Senior Emily Massaro, also a student leadership consultant, said this particular MLK–themed program that was put together by OSEMA had a much larger turnout than all of the other Service Saturday events. She said it depends on the time of the year and the type of work the office can offer. However, typically they only offer about three different locations. She said the larger turnout could have been due to more awareness about this Service Saturday because of its connection to Martin Luther King Jr.
Massaro said the student volunteers used the ideals of Martin Luther King Jr. to further their service in town.
“In remembering Dr. Martin Luther King and his mission, we kind of serve the Ithaca community today,” she said.
Massaro chose to help out at Rescue Mission, which is an organization that provides different services for the homeless population in Ithaca, from giving them a warm place to stay during the day to providing them with some meals and housing on a more long-term basis.

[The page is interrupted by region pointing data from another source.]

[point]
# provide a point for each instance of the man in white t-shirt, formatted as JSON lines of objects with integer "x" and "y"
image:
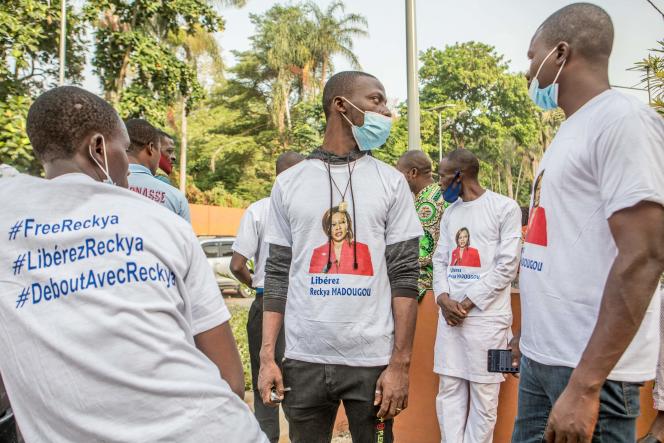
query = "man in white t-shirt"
{"x": 476, "y": 259}
{"x": 250, "y": 243}
{"x": 594, "y": 248}
{"x": 115, "y": 334}
{"x": 656, "y": 432}
{"x": 342, "y": 274}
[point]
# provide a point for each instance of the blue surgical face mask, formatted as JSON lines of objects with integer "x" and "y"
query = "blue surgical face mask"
{"x": 104, "y": 169}
{"x": 545, "y": 98}
{"x": 374, "y": 132}
{"x": 452, "y": 192}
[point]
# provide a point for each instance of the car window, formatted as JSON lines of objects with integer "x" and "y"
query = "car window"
{"x": 211, "y": 250}
{"x": 226, "y": 250}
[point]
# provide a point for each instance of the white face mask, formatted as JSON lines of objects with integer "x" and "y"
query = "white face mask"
{"x": 104, "y": 168}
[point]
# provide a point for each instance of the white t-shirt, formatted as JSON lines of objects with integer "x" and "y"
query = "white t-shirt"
{"x": 343, "y": 316}
{"x": 477, "y": 256}
{"x": 608, "y": 156}
{"x": 101, "y": 295}
{"x": 249, "y": 240}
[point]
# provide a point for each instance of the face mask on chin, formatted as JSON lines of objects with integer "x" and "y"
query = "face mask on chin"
{"x": 104, "y": 169}
{"x": 374, "y": 132}
{"x": 453, "y": 190}
{"x": 546, "y": 98}
{"x": 165, "y": 164}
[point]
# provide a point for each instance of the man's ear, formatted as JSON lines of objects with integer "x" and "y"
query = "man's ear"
{"x": 339, "y": 105}
{"x": 152, "y": 149}
{"x": 96, "y": 146}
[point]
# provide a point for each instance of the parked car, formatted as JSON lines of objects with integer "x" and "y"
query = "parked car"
{"x": 218, "y": 251}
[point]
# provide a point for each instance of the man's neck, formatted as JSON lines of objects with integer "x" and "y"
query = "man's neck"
{"x": 133, "y": 160}
{"x": 472, "y": 191}
{"x": 338, "y": 138}
{"x": 60, "y": 167}
{"x": 586, "y": 85}
{"x": 419, "y": 186}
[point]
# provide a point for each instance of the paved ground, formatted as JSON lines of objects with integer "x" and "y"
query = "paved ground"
{"x": 249, "y": 396}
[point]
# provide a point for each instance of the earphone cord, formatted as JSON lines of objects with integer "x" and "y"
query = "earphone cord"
{"x": 329, "y": 228}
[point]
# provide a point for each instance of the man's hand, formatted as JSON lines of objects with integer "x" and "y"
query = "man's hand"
{"x": 467, "y": 305}
{"x": 453, "y": 312}
{"x": 513, "y": 345}
{"x": 392, "y": 391}
{"x": 270, "y": 377}
{"x": 574, "y": 415}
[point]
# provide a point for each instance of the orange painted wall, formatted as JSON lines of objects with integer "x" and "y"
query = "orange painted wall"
{"x": 215, "y": 220}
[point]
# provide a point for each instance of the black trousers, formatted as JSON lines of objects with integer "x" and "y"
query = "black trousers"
{"x": 316, "y": 391}
{"x": 268, "y": 418}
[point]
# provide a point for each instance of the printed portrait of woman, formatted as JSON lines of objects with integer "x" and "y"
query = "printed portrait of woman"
{"x": 464, "y": 255}
{"x": 536, "y": 233}
{"x": 341, "y": 248}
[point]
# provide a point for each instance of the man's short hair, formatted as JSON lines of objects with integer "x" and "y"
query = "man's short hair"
{"x": 59, "y": 119}
{"x": 341, "y": 84}
{"x": 164, "y": 134}
{"x": 586, "y": 27}
{"x": 464, "y": 160}
{"x": 141, "y": 133}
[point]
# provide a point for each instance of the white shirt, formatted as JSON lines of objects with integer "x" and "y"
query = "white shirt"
{"x": 249, "y": 240}
{"x": 477, "y": 256}
{"x": 103, "y": 314}
{"x": 343, "y": 316}
{"x": 606, "y": 157}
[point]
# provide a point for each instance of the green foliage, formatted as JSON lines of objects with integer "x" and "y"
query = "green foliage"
{"x": 29, "y": 64}
{"x": 653, "y": 76}
{"x": 140, "y": 71}
{"x": 15, "y": 147}
{"x": 483, "y": 107}
{"x": 29, "y": 51}
{"x": 239, "y": 315}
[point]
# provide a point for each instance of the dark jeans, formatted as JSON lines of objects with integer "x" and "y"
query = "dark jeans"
{"x": 541, "y": 385}
{"x": 268, "y": 418}
{"x": 316, "y": 391}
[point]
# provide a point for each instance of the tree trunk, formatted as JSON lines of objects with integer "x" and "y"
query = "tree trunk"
{"x": 509, "y": 183}
{"x": 287, "y": 109}
{"x": 183, "y": 148}
{"x": 323, "y": 73}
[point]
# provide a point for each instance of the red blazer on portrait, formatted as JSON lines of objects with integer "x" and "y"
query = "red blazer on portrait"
{"x": 364, "y": 266}
{"x": 537, "y": 227}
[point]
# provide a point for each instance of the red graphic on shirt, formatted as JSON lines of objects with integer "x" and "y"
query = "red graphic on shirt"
{"x": 464, "y": 255}
{"x": 341, "y": 247}
{"x": 152, "y": 194}
{"x": 536, "y": 233}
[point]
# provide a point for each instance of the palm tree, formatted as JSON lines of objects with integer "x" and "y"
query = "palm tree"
{"x": 334, "y": 35}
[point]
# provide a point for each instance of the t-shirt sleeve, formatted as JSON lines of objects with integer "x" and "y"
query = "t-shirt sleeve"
{"x": 628, "y": 161}
{"x": 402, "y": 220}
{"x": 246, "y": 240}
{"x": 184, "y": 208}
{"x": 278, "y": 227}
{"x": 208, "y": 308}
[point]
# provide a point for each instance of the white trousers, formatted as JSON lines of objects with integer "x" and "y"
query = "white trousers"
{"x": 467, "y": 411}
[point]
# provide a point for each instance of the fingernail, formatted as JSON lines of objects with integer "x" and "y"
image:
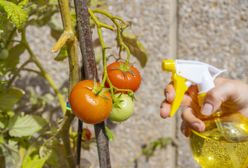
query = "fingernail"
{"x": 196, "y": 126}
{"x": 207, "y": 109}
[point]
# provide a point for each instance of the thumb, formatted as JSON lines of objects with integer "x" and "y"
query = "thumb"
{"x": 215, "y": 97}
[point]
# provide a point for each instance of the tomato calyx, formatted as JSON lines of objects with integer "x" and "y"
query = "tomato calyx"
{"x": 116, "y": 100}
{"x": 124, "y": 68}
{"x": 99, "y": 90}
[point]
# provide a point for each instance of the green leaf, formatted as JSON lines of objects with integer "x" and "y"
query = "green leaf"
{"x": 61, "y": 55}
{"x": 15, "y": 13}
{"x": 109, "y": 133}
{"x": 27, "y": 125}
{"x": 14, "y": 55}
{"x": 136, "y": 48}
{"x": 9, "y": 97}
{"x": 23, "y": 3}
{"x": 33, "y": 161}
{"x": 31, "y": 158}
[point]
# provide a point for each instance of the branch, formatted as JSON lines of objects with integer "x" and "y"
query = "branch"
{"x": 89, "y": 71}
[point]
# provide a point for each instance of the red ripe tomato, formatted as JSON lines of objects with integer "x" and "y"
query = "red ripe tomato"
{"x": 88, "y": 106}
{"x": 123, "y": 76}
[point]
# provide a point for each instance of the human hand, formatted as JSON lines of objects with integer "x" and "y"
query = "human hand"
{"x": 231, "y": 96}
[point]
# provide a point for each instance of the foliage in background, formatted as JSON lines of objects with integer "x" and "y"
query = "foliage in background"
{"x": 26, "y": 133}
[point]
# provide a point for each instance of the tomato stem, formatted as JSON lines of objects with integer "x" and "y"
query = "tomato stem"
{"x": 120, "y": 25}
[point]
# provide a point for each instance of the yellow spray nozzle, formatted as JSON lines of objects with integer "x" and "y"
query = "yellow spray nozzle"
{"x": 169, "y": 65}
{"x": 180, "y": 89}
{"x": 178, "y": 82}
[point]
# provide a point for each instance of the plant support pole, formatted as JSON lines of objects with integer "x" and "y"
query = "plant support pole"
{"x": 173, "y": 21}
{"x": 89, "y": 71}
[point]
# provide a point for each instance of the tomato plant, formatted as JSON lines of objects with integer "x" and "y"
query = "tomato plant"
{"x": 88, "y": 105}
{"x": 123, "y": 108}
{"x": 124, "y": 76}
{"x": 86, "y": 134}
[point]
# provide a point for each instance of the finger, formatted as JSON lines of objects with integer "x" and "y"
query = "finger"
{"x": 165, "y": 109}
{"x": 216, "y": 96}
{"x": 192, "y": 121}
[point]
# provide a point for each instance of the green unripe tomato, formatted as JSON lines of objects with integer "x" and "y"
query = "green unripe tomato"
{"x": 4, "y": 53}
{"x": 123, "y": 108}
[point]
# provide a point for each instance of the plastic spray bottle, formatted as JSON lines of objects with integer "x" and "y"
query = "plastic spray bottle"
{"x": 224, "y": 143}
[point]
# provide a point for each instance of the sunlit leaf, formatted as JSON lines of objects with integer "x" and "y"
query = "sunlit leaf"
{"x": 25, "y": 125}
{"x": 15, "y": 13}
{"x": 136, "y": 48}
{"x": 31, "y": 161}
{"x": 14, "y": 55}
{"x": 23, "y": 3}
{"x": 9, "y": 97}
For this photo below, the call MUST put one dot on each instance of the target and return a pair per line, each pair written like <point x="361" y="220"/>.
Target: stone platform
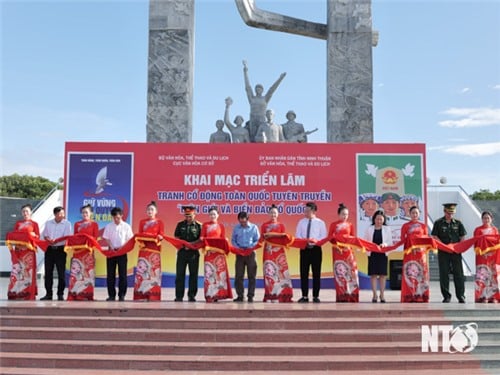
<point x="102" y="338"/>
<point x="52" y="337"/>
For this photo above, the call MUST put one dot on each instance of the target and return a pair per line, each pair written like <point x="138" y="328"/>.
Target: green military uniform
<point x="190" y="232"/>
<point x="450" y="232"/>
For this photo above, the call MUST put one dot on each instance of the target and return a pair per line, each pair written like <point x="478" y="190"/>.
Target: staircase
<point x="135" y="338"/>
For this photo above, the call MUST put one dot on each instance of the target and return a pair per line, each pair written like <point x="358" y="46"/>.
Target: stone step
<point x="224" y="335"/>
<point x="209" y="335"/>
<point x="429" y="361"/>
<point x="221" y="348"/>
<point x="236" y="323"/>
<point x="255" y="310"/>
<point x="415" y="371"/>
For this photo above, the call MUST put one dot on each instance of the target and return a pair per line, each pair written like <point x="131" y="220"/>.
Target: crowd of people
<point x="192" y="238"/>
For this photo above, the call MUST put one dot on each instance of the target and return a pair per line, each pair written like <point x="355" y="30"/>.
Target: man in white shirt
<point x="313" y="229"/>
<point x="55" y="255"/>
<point x="116" y="234"/>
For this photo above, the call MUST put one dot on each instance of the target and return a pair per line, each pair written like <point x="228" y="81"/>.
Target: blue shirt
<point x="245" y="237"/>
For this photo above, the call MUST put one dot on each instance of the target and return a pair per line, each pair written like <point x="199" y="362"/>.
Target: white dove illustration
<point x="101" y="180"/>
<point x="371" y="170"/>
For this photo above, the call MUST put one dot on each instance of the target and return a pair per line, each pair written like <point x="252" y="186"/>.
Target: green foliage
<point x="26" y="186"/>
<point x="485" y="195"/>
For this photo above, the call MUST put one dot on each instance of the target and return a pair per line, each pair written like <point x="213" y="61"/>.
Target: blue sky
<point x="77" y="71"/>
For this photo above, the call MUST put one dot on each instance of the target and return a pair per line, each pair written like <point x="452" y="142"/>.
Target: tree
<point x="485" y="195"/>
<point x="26" y="186"/>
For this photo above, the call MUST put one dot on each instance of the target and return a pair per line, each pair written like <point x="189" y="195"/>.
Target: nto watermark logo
<point x="459" y="339"/>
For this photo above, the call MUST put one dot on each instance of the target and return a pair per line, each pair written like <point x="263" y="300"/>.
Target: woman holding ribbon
<point x="380" y="234"/>
<point x="277" y="281"/>
<point x="22" y="284"/>
<point x="345" y="268"/>
<point x="217" y="285"/>
<point x="487" y="262"/>
<point x="415" y="274"/>
<point x="147" y="285"/>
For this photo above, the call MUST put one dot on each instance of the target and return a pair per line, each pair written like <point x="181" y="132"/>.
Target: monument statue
<point x="238" y="132"/>
<point x="350" y="39"/>
<point x="269" y="131"/>
<point x="170" y="71"/>
<point x="258" y="101"/>
<point x="293" y="131"/>
<point x="220" y="136"/>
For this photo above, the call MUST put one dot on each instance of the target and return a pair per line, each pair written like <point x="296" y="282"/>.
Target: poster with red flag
<point x="234" y="178"/>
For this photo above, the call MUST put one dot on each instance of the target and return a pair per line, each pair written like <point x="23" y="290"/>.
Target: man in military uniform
<point x="450" y="230"/>
<point x="188" y="230"/>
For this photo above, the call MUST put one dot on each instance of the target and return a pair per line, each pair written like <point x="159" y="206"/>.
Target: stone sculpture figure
<point x="350" y="39"/>
<point x="258" y="101"/>
<point x="294" y="131"/>
<point x="170" y="71"/>
<point x="220" y="136"/>
<point x="269" y="132"/>
<point x="238" y="132"/>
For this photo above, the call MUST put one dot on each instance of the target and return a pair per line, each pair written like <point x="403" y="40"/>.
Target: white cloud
<point x="479" y="149"/>
<point x="471" y="117"/>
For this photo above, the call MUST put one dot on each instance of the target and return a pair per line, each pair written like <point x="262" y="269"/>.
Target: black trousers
<point x="191" y="259"/>
<point x="310" y="258"/>
<point x="251" y="266"/>
<point x="55" y="256"/>
<point x="111" y="264"/>
<point x="453" y="261"/>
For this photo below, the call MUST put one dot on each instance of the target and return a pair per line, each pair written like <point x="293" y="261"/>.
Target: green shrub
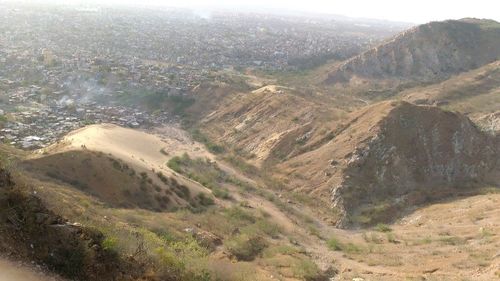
<point x="334" y="244"/>
<point x="245" y="247"/>
<point x="383" y="228"/>
<point x="221" y="193"/>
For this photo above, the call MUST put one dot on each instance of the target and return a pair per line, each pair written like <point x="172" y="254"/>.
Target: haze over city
<point x="394" y="10"/>
<point x="249" y="140"/>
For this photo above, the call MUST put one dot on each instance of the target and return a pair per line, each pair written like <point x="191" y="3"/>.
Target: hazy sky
<point x="417" y="11"/>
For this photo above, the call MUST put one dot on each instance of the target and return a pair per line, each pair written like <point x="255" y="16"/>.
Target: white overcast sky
<point x="416" y="11"/>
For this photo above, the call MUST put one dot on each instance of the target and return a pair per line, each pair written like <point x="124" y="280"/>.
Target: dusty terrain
<point x="11" y="271"/>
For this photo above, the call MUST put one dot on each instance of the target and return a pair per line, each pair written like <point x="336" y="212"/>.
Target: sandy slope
<point x="10" y="271"/>
<point x="140" y="149"/>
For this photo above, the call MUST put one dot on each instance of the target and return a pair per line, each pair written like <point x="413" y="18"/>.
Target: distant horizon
<point x="398" y="12"/>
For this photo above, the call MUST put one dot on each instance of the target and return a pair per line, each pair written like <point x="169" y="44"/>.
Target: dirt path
<point x="10" y="271"/>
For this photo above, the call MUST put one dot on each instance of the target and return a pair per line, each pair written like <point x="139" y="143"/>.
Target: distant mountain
<point x="426" y="53"/>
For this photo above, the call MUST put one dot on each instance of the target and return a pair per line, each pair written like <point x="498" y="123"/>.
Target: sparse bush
<point x="383" y="228"/>
<point x="221" y="193"/>
<point x="245" y="247"/>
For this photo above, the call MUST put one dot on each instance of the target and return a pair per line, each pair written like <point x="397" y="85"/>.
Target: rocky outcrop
<point x="395" y="155"/>
<point x="416" y="155"/>
<point x="428" y="52"/>
<point x="490" y="123"/>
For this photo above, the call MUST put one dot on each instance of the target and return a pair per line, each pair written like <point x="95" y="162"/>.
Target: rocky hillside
<point x="426" y="53"/>
<point x="392" y="155"/>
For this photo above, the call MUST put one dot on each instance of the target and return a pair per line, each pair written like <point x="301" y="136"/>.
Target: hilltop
<point x="426" y="53"/>
<point x="391" y="155"/>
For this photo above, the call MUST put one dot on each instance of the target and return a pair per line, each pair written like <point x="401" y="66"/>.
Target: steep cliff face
<point x="428" y="52"/>
<point x="393" y="155"/>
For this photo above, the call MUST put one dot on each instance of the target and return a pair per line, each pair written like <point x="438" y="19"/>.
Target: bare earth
<point x="10" y="271"/>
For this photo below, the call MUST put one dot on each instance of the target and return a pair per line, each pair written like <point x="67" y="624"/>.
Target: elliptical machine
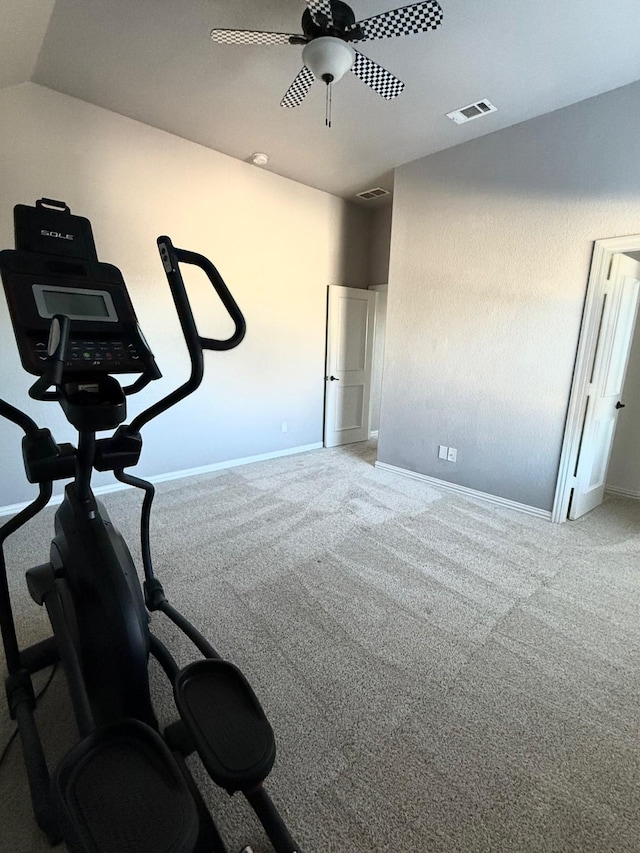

She said she, along with the other students that went to that location, helped with maintenance in the building and organized some of the rooms.
Freshman Melissa Potter, one of the students who attended the Family Reading Partnership, said at this particular location, volunteers were stacking bookmarks that all had different ways parents could say “I love you” to their kids to remind them how much they are loved.
Potter said participating in Service Saturday is a better means of using one’s time than doing typical weekend activities.
“I didn’t do it to get something out of it,” Potter said. “I kind of just did it because I felt like it was a good cause, and it seemed like something that would be nice to do.”
Freshman Mara Erb, one of the students that attended Cayuga Ridge to spend time with the elderly who reside there, said she wanted to help at a location that involved interacting with other people.
“I really do enjoy service Saturdays,” Erb said. “I especially wanted to do this one because I love the Ithaca celebration of MLK Day. I went to a lot of the activities on Monday and really enjoyed learning about social justice.”
Austin said he hopes this particular event encouraged and gave them inspiration to join a club that has a service mission, to go on an alternative spring break trip or to get involved in a social movement or activist organization in the local community.
“My hope is that it’s a catalyst, that this will be their first step and they’ll take it a step further,” Austin said.
At the end of the day, during the reflection ceremony, each group elected one person to receive the MLK “NOW” Award, which goes to a person who has displayed an exemplary level of teamwork, a positive attitude and commitment to social justice during the event. The recipients of this award included freshmen Kiaira Anglero, Christopher Biehn, Katie Crewdson, Tate Dremstedt, Elena Haskins and Angela Pradhan, and sophomores Ashley Ahl, Julie Erickson, Kelli Kyle and Hayley Warren.
Mejia also received the award and said it showed her that service is an experience that she has always loved and that it felt really good giving to the people who really needed it.
“Martin Luther King Jr. gave back, and I wanted to follow his example and help inspire others,” she said.